The European consortium HYBRIDS consists of a wide-ranging group of participants from industry and academia, and it’s funded with 2.9 million euros by EU’s Horizon Europe research and innovation programme. As countries’ parliaments and governments are becoming aware of the need for a global strategy against disinformation, the project will focus on automatic detection of misinformation, which in itself is an extremely complex task that requires deep semantic knowledge and different inference and reasoning mechanisms based on natural language.


In this context, the European Union (EU) and UK Research and Innovation (UKRI) have just given its support to a new transnational research project whose scientific aim will be to design and develop new automatic tools to counter the threat of misinformation, based on natural language processing (NLP) and Artificial Intelligence (AI).

HYBRIDS will develop different Deep Learning techniques based of an exhaustive analysis of public discourse about crucial global issues, such as health, climate crisis, European scepticism or immigration, which will take into account both traditional media and content published through social networks.

HYBRIDS consists of a multidisciplinary research team, capable of transferring the knowledge acquired in the human and social sciences to the technological tools of Natural Language Processing (NLP) and Deep Learning (DL) algorithms.

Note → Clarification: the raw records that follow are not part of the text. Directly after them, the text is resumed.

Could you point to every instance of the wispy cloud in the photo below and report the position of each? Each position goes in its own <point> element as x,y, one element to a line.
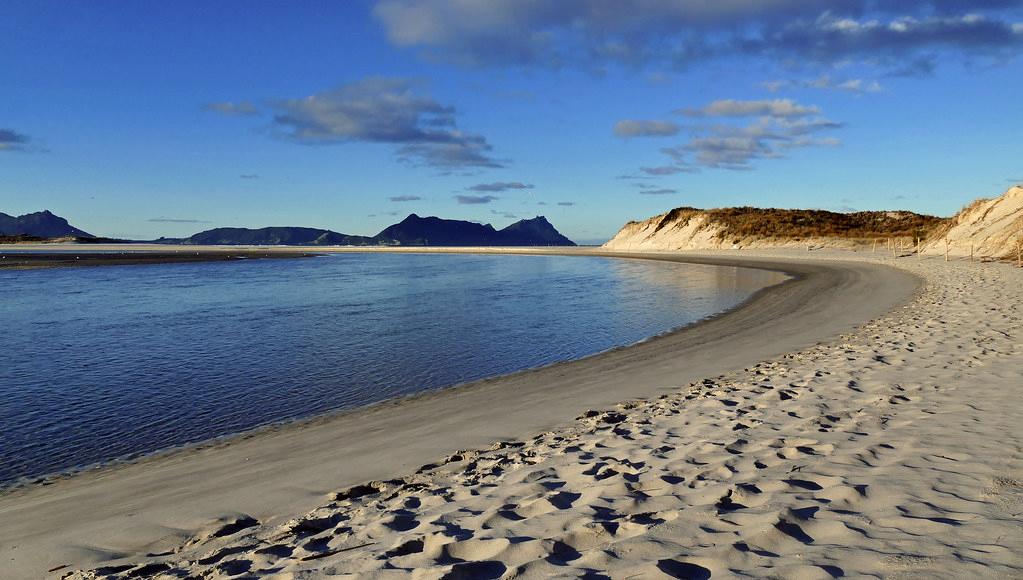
<point>177,221</point>
<point>681,33</point>
<point>500,186</point>
<point>748,130</point>
<point>637,128</point>
<point>239,108</point>
<point>475,199</point>
<point>825,82</point>
<point>730,107</point>
<point>384,110</point>
<point>663,170</point>
<point>11,140</point>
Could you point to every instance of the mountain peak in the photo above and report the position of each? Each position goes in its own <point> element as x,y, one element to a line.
<point>41,224</point>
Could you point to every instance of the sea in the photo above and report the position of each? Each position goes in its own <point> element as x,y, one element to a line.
<point>104,364</point>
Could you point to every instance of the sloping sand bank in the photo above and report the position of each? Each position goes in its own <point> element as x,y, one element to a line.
<point>260,484</point>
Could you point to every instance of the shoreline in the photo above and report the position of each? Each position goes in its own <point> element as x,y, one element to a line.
<point>27,483</point>
<point>292,469</point>
<point>33,257</point>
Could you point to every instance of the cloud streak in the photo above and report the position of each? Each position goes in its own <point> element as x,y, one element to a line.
<point>825,82</point>
<point>177,221</point>
<point>11,140</point>
<point>240,108</point>
<point>384,110</point>
<point>498,186</point>
<point>475,199</point>
<point>742,132</point>
<point>732,107</point>
<point>635,128</point>
<point>680,33</point>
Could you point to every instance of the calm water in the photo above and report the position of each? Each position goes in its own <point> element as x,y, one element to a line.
<point>110,362</point>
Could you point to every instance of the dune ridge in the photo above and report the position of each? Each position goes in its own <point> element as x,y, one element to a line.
<point>988,228</point>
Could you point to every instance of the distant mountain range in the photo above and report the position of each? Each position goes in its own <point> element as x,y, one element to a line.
<point>413,230</point>
<point>39,224</point>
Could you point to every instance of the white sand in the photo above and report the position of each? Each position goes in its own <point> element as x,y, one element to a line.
<point>892,450</point>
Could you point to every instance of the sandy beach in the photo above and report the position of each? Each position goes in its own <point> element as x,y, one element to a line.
<point>857,419</point>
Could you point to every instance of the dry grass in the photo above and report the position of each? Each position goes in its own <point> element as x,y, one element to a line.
<point>742,223</point>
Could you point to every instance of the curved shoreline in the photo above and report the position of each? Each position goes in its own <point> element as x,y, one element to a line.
<point>152,505</point>
<point>26,483</point>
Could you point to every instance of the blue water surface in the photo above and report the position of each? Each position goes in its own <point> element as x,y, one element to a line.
<point>103,363</point>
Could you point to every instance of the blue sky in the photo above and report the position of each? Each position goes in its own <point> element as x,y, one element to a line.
<point>147,119</point>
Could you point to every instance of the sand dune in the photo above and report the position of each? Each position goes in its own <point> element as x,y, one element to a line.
<point>989,228</point>
<point>891,450</point>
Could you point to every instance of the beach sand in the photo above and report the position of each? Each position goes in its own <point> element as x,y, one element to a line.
<point>859,419</point>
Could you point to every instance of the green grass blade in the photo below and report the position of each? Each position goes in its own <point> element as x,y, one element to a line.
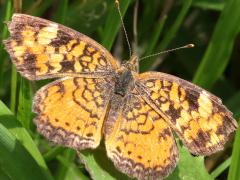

Pablo Gamallo, an expert in computational linguistics heading the project from the leading institution in Spain (CiTIUS – Research Centre on Intelligent Technologies of the University of Santiago de Compostela), states that “the ultimate goal is to generate new neuro-symbolic interpretation systems, something that we know as ‘hybrid intelligence”. “The idea of hybrid intelligence consists of combining the high computational capacities of recent neural algorithms with symbolic representations that model human knowledge, thus paving the way to overcome the shortcomings of current artificial intelligence methods.”.